The bankers, who are currently wary of accepting one-time settlements from promoters due to the Indian system’s venerable 3Cs (CBI, CVC, and CAG, who can question their decisions even a few years later), will be protected by this ‘intermediate mechanism’.
The main purpose of this mechanism is to ensure that three years down the line the bank chiefs are not questioned over their resolution decisions by any external agency, Rai said at the Confederation of Indian Industry-organised 5th Banking and Finance Summit, on Friday.
Later, Rai told newspersons that the intermediate mechanism will be outside the BBB and form part of each bank. The modalities on who would be forming part of it are “still being thought through,” he added.
He also said that the mechanism would only focus on the “processes” undertaken in resolving NPAs (non-performing assets) and not the pricing decisions involved.
The pricing part of the resolution would still be a commercial decision vested with the bank, Rai said.

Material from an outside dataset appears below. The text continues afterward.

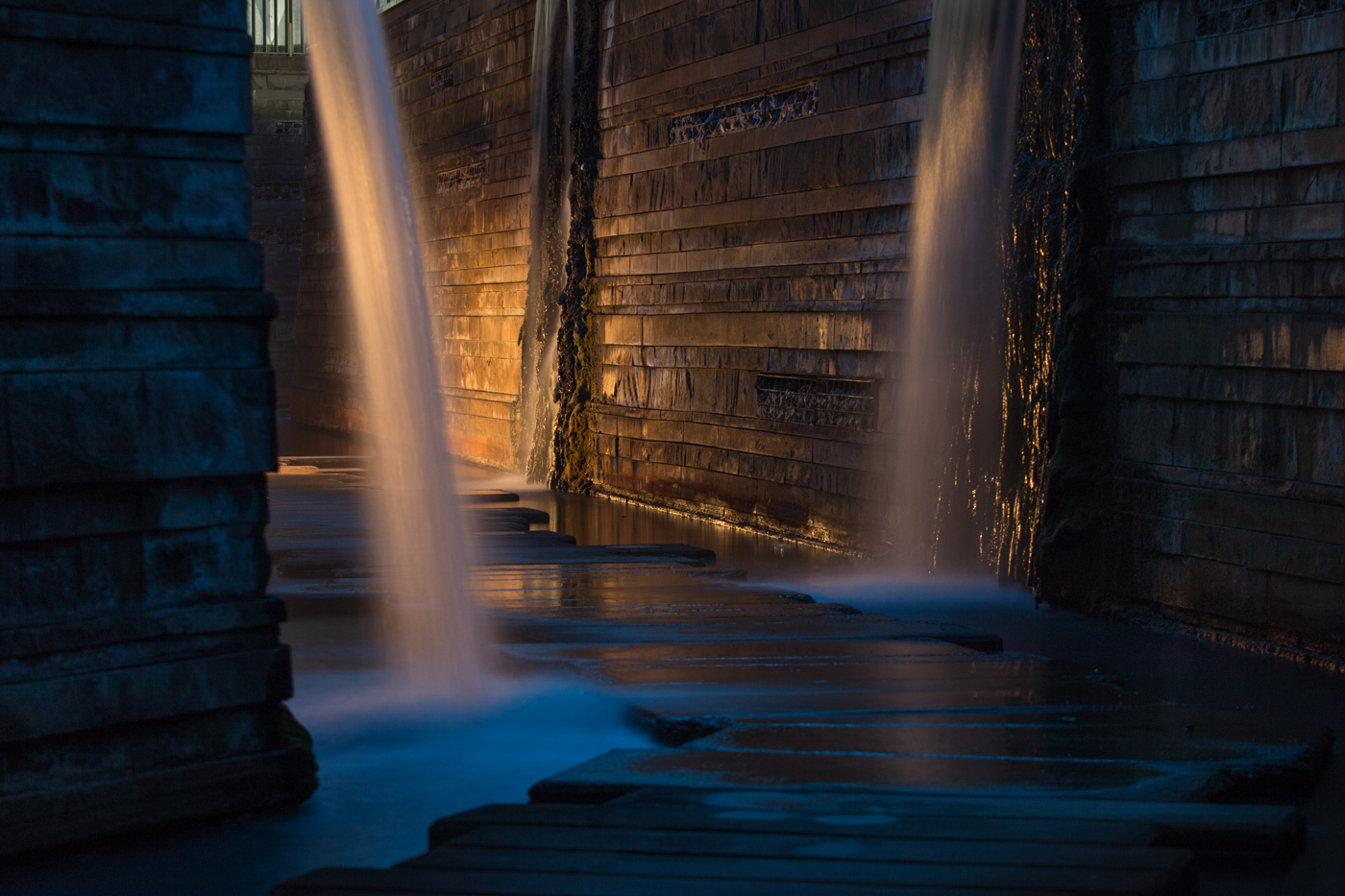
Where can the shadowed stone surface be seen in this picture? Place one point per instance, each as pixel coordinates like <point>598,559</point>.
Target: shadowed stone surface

He also brushed aside comments in certain quarters that bankers suffer from a “fear psychosis” in making lending decisions. This is a bogey and there is no “fear psychosis” among bankers, he asserted.

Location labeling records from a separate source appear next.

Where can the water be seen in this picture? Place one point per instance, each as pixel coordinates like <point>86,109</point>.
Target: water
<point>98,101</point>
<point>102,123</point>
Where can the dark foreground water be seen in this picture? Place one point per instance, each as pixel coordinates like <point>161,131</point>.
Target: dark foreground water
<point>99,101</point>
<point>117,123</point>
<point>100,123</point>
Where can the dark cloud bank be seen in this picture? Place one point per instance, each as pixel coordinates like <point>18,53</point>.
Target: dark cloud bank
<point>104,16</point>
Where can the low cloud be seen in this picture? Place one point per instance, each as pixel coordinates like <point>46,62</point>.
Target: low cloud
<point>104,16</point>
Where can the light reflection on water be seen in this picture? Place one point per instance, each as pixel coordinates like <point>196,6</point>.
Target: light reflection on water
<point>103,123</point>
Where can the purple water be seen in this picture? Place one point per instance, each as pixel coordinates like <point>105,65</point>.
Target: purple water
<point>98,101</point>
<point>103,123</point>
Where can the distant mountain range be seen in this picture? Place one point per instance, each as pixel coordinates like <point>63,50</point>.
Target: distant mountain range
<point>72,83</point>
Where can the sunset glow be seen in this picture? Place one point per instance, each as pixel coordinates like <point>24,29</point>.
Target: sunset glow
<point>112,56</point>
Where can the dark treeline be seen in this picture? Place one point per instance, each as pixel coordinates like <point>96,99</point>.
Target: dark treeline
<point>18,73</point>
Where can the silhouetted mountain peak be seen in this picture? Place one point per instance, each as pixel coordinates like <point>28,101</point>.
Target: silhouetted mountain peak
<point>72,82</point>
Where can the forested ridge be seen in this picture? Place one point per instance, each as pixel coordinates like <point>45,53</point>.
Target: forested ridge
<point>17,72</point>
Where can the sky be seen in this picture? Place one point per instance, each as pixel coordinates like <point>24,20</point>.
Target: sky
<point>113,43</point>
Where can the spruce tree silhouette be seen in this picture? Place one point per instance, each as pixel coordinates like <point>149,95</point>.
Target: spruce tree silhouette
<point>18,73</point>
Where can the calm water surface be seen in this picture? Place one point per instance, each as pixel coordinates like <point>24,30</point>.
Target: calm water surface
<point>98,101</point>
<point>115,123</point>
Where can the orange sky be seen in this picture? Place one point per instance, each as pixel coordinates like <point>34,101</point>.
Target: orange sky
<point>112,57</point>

As regards joint lending and the regulatory aspects around it, Rai said that the Reserve Bank of India was working on more guidelines.
He expressed hope that the BBB’s measures would help clean up the bad loans in banks’ balance sheets.
“The roadmap for our actions will be ready by June 15,” he said.
Currently, the priority of the BBB is to fill vacancies and look at providing comfort to bank chiefs on their NPA-resolution decisions. Going forward, the Board is also likely to look at issues such as consolidation of banks.
Call to professionals Rai urged experts from various professions to come forward and offer their services on the boards of the banks.
He promised a paradigm shift so as to create an ecosystem for emergence of large, strong and professionally-run financial institutions and banks.
The BBB Chairman also called for transparency, ethics and probity in financial sector-related businesses in the backdrop of the “loss of trust” between government and business and between financial institutions and business.